I love Stephen McHattie. I like that Roth cast him, obviously just for the sake of having McHattie in the film, briefly. 

It still is nowhere near enough to save the movie. Where the film is really disappointing is in its completely not living up to ANY of the potential it has. Does it offer anything new or fresh or interesting? Does it say anything that the original Death Wish films didn't? Does it do anything remotely inspired or creative, beyond having Kersey watchin' himself kill people online?

Okay, there's one pretty great, gory torture scene in it, but I always held that Roth, at his best, was about a LOT more than "torture porn." Maybe his naysayers have convinced him, finally, that that's a suitable ghetto for him to occupy, though? When the only remotely fresh scene in the film is, in fact, a scene of torture... it makes me wonder if maybe I had Roth wrong all along? Maybe Hostel II isn't the inspired, provocative masterpiece of contemporary horror that I always took it for? ...or maybe he just got lucky, had a couple of good ideas early on, then made a lot of money and got lazy or just plumb ran out of new things to say? 

It wouldn't be the first time, in American cinema, that that's happened.

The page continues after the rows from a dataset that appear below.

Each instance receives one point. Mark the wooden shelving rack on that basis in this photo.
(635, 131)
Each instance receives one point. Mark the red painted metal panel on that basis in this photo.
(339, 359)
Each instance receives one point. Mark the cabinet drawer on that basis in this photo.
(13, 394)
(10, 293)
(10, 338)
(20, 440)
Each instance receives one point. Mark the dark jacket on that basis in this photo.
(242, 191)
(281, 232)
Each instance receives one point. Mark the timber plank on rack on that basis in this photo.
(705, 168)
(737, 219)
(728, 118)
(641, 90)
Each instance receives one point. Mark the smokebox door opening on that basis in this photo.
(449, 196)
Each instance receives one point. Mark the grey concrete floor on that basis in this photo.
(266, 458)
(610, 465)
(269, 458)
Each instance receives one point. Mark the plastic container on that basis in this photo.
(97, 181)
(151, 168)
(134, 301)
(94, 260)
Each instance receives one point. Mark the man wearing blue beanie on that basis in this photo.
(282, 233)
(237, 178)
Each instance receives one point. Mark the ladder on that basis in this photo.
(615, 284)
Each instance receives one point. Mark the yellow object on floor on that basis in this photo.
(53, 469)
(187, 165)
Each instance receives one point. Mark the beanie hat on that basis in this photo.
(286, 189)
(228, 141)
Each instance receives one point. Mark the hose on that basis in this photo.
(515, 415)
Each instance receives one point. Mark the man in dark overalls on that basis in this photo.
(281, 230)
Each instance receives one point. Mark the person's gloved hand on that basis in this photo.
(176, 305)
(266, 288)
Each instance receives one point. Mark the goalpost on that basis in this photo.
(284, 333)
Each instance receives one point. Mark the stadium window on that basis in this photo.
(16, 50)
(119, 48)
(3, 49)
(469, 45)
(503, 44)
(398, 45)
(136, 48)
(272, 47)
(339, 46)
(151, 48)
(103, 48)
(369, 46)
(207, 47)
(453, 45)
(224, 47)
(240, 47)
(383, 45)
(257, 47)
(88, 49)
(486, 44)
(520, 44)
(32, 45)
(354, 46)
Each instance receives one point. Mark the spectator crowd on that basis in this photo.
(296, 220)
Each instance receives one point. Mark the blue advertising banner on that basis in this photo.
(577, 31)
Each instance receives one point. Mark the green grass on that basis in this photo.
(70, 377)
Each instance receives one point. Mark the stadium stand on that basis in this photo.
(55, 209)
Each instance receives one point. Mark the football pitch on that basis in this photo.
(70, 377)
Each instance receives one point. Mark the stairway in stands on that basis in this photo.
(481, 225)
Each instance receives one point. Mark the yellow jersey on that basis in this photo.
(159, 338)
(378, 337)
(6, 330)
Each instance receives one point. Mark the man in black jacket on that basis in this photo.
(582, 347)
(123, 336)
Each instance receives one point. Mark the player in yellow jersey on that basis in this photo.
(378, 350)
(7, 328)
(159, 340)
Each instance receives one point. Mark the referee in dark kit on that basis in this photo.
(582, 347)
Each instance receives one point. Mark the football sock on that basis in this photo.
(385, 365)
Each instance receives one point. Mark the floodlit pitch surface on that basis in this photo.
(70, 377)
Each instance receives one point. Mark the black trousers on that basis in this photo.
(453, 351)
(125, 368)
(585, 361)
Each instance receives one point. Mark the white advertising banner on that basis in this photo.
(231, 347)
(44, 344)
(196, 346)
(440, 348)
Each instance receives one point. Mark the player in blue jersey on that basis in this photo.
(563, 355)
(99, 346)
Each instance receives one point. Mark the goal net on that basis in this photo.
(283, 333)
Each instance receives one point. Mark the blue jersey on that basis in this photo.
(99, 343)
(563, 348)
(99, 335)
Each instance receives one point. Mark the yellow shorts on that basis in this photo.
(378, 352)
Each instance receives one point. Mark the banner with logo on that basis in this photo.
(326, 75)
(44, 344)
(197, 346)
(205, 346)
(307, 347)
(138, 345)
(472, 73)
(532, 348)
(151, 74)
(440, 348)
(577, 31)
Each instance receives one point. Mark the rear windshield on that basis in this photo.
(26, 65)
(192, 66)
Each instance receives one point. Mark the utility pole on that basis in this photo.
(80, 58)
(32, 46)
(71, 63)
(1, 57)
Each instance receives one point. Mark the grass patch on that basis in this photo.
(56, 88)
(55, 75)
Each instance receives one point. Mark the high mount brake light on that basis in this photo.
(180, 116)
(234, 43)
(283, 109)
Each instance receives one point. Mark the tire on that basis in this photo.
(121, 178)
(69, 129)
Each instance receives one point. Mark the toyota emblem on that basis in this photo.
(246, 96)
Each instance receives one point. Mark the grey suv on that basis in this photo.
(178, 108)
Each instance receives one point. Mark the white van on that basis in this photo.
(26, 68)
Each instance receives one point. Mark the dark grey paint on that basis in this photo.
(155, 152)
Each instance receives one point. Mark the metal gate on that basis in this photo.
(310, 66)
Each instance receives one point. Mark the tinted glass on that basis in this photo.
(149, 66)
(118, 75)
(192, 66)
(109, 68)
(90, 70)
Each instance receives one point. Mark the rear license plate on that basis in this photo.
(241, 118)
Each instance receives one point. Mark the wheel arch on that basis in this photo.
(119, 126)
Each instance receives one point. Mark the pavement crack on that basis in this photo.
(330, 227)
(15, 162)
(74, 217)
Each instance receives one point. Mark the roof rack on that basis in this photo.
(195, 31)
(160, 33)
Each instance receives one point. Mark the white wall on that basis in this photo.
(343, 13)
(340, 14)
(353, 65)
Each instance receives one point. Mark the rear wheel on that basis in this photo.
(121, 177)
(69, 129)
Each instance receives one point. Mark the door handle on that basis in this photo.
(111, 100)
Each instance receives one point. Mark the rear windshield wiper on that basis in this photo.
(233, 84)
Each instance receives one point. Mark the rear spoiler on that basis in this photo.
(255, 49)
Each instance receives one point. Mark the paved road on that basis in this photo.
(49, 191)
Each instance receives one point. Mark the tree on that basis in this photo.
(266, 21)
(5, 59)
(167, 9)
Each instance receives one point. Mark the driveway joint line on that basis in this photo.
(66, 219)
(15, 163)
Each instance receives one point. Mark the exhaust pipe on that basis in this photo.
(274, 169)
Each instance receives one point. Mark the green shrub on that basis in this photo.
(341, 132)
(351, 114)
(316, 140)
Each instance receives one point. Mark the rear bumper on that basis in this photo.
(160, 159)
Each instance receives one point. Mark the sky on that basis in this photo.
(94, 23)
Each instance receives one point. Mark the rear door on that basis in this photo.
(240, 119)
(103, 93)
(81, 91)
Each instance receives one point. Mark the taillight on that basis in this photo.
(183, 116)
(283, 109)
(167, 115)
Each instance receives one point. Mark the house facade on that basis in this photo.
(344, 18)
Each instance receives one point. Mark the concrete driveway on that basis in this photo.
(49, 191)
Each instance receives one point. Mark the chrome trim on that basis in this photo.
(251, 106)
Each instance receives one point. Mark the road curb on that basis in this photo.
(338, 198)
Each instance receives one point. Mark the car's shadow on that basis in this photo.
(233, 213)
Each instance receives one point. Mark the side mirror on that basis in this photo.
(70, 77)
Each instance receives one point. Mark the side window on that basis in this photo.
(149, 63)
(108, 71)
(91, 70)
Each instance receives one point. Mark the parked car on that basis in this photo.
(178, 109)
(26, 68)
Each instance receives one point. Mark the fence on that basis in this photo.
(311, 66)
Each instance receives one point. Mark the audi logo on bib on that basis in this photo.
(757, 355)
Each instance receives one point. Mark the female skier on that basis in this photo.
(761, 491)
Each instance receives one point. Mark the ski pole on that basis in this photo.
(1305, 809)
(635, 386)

Eli Roth's Death Wish did not offend me. I enjoyed it well enough - if you like a good violent shoot-em-up kinda film, if you like Charles Bronson or Bruce Willis movies, you'll probably enjoy it just fine. It is no more dangerous or tasteless than most other action films out there; if it remains in line with the reactionary tendencies of the original franchise - if we started condeming American movies for being reactionary, there wouldn't be many of them left that we could watch. The film is a purely passable entertainment. Someone who has never seen a Charles Bronson film might even find it an agreeable gateway drug. 

But I sure didn't care about it, and I'd really hoped to.